項目 | 内容 |
---|---|
定義 | 転換社債型新株予約権付社債(CB)に、株価が一定の条件を満たした場合に転換価格を修正できる条項が付加された金融商品 |
別名 | MSCB(Moving Strike Convertible Bond) |
仕組み | 株価が下落した場合に転換価格を下方修正することで、投資家にとってより魅力的な条件を提供し、株価の下落リスクに対する保護を強化する |
メリット | 投資家:株価下落リスクの軽減、企業:資金調達コストの抑制 |
デメリット | 投資家:株式の希薄化、企業:既存株主への影響 |
具体例 | ライブドア事件、オートバックスセブン事件 |
今後の展望 | 規制強化、投資家の意識変化、企業の資金調達戦略の変化 |
1. 下方修正条項付きCBとは
1-1. 下方修正条項付きCBの概要
下方修正条項付きCBとは、転換社債型新株予約権付社債(CB)に、株価が一定の条件を満たした場合に転換価格を修正できる条項が付加された金融商品です。CBは、発行企業の株式に転換することができる債券であり、投資家は債券の安定した利回りを享受しつつ、株価の上昇に伴う利益も期待できます。下方修正条項は、株価が下落した場合に転換比率を調整することで、投資家にとってより魅力的な条件を提供し、株価の下落リスクに対する保護を強化する役割を果たします。
下方修正条項付きCBは、MSCB(Moving Strike Convertible Bond)とも呼ばれ、企業が資金調達を行う際に、投資家にとってより魅力的な条件を提供することで、より有利な条件で資金を調達することを可能にします。
従来のCBでは、転換価格は発行時に決定され、その後は変更されませんでしたが、MSCBでは、株価の変動に応じて転換価格が修正されるため、投資家は株価の下落リスクを軽減することができます。

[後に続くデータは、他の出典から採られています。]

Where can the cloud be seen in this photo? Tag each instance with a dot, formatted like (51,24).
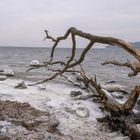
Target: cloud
(23,22)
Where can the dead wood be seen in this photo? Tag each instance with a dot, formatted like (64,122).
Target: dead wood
(116,110)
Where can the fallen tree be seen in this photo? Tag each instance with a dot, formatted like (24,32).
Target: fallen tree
(121,116)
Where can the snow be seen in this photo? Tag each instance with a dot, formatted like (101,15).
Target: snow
(55,98)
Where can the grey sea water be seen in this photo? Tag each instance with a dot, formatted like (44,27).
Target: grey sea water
(19,58)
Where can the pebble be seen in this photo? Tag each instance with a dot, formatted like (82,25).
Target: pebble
(82,112)
(3,77)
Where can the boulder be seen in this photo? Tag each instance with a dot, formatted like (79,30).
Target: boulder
(75,93)
(21,85)
(35,63)
(7,72)
(3,77)
(82,112)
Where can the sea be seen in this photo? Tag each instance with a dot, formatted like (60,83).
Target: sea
(19,59)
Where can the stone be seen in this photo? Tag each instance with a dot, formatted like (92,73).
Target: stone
(34,63)
(75,93)
(3,77)
(82,112)
(21,85)
(53,122)
(138,102)
(7,72)
(117,95)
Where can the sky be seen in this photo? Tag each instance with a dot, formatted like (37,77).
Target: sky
(22,22)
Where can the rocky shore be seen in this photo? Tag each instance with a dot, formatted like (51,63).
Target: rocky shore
(50,112)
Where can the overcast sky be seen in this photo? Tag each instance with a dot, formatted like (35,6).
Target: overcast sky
(22,21)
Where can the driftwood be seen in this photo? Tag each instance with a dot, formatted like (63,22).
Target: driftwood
(120,115)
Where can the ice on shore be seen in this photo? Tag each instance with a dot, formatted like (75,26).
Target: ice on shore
(55,98)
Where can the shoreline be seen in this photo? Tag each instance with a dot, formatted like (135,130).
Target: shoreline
(56,99)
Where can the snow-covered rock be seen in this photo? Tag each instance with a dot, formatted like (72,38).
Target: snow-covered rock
(3,77)
(35,63)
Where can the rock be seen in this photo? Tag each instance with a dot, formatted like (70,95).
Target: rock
(114,88)
(82,112)
(7,72)
(34,63)
(138,102)
(42,87)
(117,95)
(21,85)
(53,122)
(110,82)
(75,93)
(30,124)
(3,77)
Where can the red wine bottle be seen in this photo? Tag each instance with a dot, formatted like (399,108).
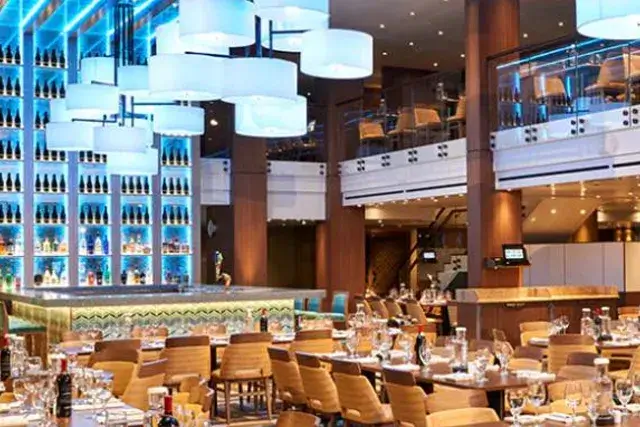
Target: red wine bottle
(168,420)
(63,385)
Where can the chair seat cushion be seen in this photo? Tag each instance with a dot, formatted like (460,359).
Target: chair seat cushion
(18,325)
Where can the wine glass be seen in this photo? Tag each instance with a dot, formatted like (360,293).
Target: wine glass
(572,397)
(537,395)
(516,403)
(624,393)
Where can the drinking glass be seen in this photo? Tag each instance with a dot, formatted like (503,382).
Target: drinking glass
(537,395)
(572,397)
(516,403)
(624,392)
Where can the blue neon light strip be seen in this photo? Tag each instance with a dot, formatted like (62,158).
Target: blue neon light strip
(32,12)
(80,16)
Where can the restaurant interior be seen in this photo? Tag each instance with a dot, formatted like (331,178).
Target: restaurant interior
(319,213)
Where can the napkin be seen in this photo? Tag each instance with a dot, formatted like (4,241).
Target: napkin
(18,420)
(113,403)
(563,418)
(458,376)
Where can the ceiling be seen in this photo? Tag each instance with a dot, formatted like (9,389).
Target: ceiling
(408,33)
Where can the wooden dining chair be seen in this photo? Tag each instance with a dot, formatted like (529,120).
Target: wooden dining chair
(393,307)
(121,362)
(148,375)
(378,307)
(560,346)
(286,377)
(414,309)
(313,341)
(297,419)
(188,356)
(319,388)
(245,362)
(407,399)
(359,402)
(462,417)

一方で、企業にとっては、株価が下落した場合でも、転換価格を下方修正することで、株式への転換を促進し、資金調達コストを抑えることができます。
項目 | 内容 |
---|---|
定義 | 転換社債型新株予約権付社債(CB)に、株価が一定の条件を満たした場合に転換価格を修正できる条項が付加された金融商品 |
別名 | MSCB(Moving Strike Convertible Bond) |
目的 | 投資家にとってより魅力的な条件を提供することで、企業がより有利な条件で資金を調達することを可能にする |
1-2. 下方修正条項付きCBの仕組み
下方修正条項付きCBの仕組みは、転換価格の修正方法によって異なります。一般的な修正方法としては、株価が転換価格から一定割合以上乖離した場合に修正される方法と、特定の日の株価を基準に修正される方法があります。

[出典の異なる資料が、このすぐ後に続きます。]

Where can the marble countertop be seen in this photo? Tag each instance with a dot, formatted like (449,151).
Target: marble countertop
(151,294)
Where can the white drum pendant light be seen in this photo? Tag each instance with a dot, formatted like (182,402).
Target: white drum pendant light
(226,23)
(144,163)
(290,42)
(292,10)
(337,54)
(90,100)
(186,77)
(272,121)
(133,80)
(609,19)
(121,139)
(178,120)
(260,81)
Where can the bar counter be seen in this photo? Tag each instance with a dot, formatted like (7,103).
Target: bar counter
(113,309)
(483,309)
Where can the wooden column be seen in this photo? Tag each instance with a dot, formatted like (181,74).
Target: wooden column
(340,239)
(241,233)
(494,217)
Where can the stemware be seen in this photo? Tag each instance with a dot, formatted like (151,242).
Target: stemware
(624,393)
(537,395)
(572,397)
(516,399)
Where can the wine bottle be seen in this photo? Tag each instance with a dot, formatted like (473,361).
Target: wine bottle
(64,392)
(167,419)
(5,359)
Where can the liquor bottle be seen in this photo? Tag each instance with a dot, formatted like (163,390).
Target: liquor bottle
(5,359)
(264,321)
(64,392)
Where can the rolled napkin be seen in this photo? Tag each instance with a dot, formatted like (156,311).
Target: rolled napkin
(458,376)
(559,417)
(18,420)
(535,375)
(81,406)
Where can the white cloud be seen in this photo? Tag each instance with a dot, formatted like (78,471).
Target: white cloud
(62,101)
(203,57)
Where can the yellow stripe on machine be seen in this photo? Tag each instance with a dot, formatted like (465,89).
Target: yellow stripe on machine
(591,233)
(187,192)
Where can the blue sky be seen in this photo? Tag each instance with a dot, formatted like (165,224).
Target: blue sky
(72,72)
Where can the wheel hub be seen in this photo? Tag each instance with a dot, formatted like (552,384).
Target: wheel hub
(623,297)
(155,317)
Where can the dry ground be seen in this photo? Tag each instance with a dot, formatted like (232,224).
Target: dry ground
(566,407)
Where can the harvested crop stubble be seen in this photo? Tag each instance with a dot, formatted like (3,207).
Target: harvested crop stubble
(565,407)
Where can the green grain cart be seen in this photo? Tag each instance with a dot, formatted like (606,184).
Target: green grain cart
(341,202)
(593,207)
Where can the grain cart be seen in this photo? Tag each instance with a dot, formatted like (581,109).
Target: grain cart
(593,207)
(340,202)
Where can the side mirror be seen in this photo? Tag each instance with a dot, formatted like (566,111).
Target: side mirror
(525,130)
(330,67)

前者の場合、例えば、株価が転換価格の80%を下回った場合に、転換価格を80%に修正するというように、株価の変動に応じて転換価格が調整されます。後者の場合、例えば、毎月15日の株価を基準に転換価格が修正されるというように、特定の日の株価を基準に転換価格が決定されます。
下方修正条項は、株価の下落リスクを軽減する一方で、企業にとっては、株価が下落した場合でも、株式への転換を促進し、資金調達コストを抑えることができるというメリットがあります。
しかし、下方修正条項は、投資家にとって、転換後の株式数が大幅に増加し、株式の希薄化が進む可能性があるというリスクも孕んでいます。
項目 | 内容 |
---|---|
転換価格修正方法 | 株価が転換価格から一定割合以上乖離した場合に修正される方法、特定の日の株価を基準に修正される方法 |
転換価格修正タイミング | 一定期間経過後、株価が一定の条件を満たした場合 |
転換価格修正幅 | 株価の変動率を一定の割合で反映するように設定、上限が設定されている場合もある |
1-3. 下方修正条項付きCBの例
例えば、あるハイテク企業が新しい技術の開発資金を調達するために、下方修正条項付きCBを発行した場合、投資家は企業の将来性に賭けつつ、株価の下落リスクからある程度保護されることになります。
この場合、株価が下落した場合でも、転換価格が下方修正されることで、投資家はより多くの株式を取得することができ、損失を軽減することができます。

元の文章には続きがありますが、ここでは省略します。